Risiken und Nebenwirkungen
Gravierender ist jedoch, dass man nicht sicher sein kann, dass die eigenen Daten nicht in die Hände Krimineller fallen oder sonstwie gegen einen verwendet werden. Von der harmlosen Verwendung zu Marketingzwecken bis hin zur Erpressung gibt es so viele Möglichkeiten! Inzwischen sollte allgemein bekannt sein, dass der einzige wirklich wirksame Datenschutz im Verzicht auf die Erhebung von Daten besteht.
Bevor man mittels Smartphone und anderen Geräten Körperdaten erfasst, sollte man sich deshalb fragen, wie gut man damit leben könnte, wenn diese nächstes Jahr für alle zugänglich im Internet zu finden wären.

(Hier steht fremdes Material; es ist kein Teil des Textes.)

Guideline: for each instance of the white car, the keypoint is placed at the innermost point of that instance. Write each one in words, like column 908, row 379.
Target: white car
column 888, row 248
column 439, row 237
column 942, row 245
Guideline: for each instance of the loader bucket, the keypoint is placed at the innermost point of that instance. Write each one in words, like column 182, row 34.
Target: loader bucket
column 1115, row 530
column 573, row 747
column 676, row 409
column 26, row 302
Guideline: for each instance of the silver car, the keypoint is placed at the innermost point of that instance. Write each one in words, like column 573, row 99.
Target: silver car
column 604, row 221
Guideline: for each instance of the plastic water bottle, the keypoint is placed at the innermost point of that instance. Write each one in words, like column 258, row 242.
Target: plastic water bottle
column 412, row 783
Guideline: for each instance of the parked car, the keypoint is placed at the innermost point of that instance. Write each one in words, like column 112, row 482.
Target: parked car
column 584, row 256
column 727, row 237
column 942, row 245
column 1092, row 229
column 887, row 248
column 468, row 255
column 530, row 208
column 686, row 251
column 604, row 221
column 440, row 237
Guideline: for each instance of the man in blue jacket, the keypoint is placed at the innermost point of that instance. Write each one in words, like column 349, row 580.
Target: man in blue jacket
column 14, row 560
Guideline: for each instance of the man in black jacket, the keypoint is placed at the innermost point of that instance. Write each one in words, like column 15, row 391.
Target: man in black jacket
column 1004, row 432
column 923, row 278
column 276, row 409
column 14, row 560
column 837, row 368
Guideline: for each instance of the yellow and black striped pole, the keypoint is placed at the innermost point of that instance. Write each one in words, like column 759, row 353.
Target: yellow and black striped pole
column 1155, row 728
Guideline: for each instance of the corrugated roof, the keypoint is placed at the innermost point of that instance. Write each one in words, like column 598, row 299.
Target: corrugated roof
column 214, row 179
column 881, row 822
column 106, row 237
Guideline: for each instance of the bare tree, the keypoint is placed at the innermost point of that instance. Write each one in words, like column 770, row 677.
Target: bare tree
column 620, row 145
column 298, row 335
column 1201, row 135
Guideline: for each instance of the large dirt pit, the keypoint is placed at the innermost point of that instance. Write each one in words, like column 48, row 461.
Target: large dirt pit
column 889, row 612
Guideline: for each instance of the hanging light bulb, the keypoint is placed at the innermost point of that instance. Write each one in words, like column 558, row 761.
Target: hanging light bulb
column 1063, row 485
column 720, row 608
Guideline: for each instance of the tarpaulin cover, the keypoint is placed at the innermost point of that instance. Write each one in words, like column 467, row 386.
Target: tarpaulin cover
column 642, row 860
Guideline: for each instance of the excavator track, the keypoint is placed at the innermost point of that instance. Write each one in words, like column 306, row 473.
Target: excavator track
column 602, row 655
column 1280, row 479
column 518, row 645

Für manche anderen Datenarten sollte man diese Frage ebenfalls stellen. Ein Problem bleibt: Selbst die klügsten IT-Vordenker können nicht beurteilen, welche langfristigen Risiken (20, 30 oder 40 Jahre in der Zukunft …) sich daraus ergeben. Aber wollen wir deshalb den Fortschritt aufhalten?